El vicepresidente de Bolivia, Edmand Lara, compartió un video en sus redes sociales donde expresa su deseo de postularse a la Presidencia del país. En este mensaje, no dudó en criticar al actual mandatario, Rodrigo Paz, a quien calificó de “loco” por intentar gobernar a través de internet.
Lara, en su mensaje, hizo un llamado a su fe religiosa y aseguró que está convencido de que llegará a la Presidencia. “Tengo mucha fe en Dios y sé que Él me dará la oportunidad de ser presidente de este país, le cueste a quien le cueste y le duela a quien le duela”, afirmó. Además, expresó su confianza en que “la vida, Dios y el pueblo” le permitirán asumir el cargo para “poner orden en el país”.
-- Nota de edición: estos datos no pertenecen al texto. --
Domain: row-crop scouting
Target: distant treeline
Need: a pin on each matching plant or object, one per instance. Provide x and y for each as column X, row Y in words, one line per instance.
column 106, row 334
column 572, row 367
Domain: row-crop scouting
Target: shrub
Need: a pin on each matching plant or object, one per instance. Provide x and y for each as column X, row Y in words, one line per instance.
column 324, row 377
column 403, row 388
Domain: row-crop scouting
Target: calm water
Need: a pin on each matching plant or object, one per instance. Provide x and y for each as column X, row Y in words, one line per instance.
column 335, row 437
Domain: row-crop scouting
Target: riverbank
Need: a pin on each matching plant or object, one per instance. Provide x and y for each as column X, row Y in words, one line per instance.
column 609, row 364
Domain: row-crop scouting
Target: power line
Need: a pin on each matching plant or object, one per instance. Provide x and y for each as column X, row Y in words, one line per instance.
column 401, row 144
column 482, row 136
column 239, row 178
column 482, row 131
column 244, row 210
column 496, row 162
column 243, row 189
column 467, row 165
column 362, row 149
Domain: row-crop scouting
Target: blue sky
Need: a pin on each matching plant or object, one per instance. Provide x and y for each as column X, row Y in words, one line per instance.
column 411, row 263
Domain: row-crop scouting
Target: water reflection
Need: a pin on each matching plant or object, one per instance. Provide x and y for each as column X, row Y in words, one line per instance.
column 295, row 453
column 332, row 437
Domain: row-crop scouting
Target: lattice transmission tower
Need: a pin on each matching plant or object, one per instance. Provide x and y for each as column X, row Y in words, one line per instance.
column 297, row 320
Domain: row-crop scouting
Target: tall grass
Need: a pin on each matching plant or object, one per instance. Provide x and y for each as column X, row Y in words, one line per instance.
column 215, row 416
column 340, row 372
Mano dura contra la corrupción
En el mismo contexto, el vicepresidente indicó que, si llegara a gobernar, sería estricto en la lucha contra la corrupción, el narcotráfico y los abusos de poder. “Tiene que haber mano dura con los corruptos, con los narcotraficantes y con quienes usan el uniforme y la ley para aprovecharse de la gente”, declaró. Resaltó que sin una acción firme contra la corrupción “absolutamente nada va a cambiar”.
Defensa ante críticas
Lara también se refirió a quienes lo consideran “loco”, afirmando que esas calificaciones carecen de fundamento. “No sé bajo qué argumento me dicen loco; en realidad, los desubicados son otros”, expresó, haciendo una comparación directa con la administración actual.
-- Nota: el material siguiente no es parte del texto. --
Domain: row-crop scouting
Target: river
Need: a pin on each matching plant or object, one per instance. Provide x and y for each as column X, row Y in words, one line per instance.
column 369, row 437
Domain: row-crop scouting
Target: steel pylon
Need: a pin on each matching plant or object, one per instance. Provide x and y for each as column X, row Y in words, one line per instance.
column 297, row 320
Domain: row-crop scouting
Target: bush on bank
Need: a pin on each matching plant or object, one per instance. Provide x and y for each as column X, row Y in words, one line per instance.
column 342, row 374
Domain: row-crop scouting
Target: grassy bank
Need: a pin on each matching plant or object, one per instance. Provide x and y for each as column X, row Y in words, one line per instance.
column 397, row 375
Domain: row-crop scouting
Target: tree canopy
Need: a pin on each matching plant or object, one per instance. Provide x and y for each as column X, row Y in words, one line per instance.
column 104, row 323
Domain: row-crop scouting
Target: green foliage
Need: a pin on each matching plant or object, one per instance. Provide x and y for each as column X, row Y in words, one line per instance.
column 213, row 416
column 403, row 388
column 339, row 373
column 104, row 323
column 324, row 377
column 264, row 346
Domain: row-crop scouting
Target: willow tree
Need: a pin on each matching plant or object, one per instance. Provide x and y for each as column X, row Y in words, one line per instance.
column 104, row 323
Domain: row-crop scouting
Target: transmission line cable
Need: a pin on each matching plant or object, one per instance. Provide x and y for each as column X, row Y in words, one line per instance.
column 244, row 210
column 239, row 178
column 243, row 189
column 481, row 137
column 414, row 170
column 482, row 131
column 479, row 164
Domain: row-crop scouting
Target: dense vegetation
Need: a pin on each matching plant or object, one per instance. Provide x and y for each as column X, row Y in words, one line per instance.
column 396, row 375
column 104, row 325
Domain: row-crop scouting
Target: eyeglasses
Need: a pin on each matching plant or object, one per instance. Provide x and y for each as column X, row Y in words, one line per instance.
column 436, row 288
Cuestionamientos a Rodrigo Paz
El vicepresidente no se detuvo ahí y cuestionó al presidente Rodrigo Paz, acusándolo de actuar al margen de la Constitución Política del Estado. “Tanto criticaban a Evo Morales diciendo que le metía nomás, pero ahora Rodrigo Paz le mete nomás. Creo que ha batido todos los récords”, señaló.
Denuncias sobre el Ejecutivo
Finalmente, Lara denunció que el Ejecutivo estaría vulnerando la Constitución y dejando de lado a la Asamblea Legislativa. Según sus afirmaciones, el Gobierno toma decisiones por decreto, aprueba créditos sin pasar por el Legislativo y autoriza la entrega de recursos naturales sin la debida autorización. Además, criticó la falta de voluntad del Gobierno para escuchar y analizar si esas medidas son correctas.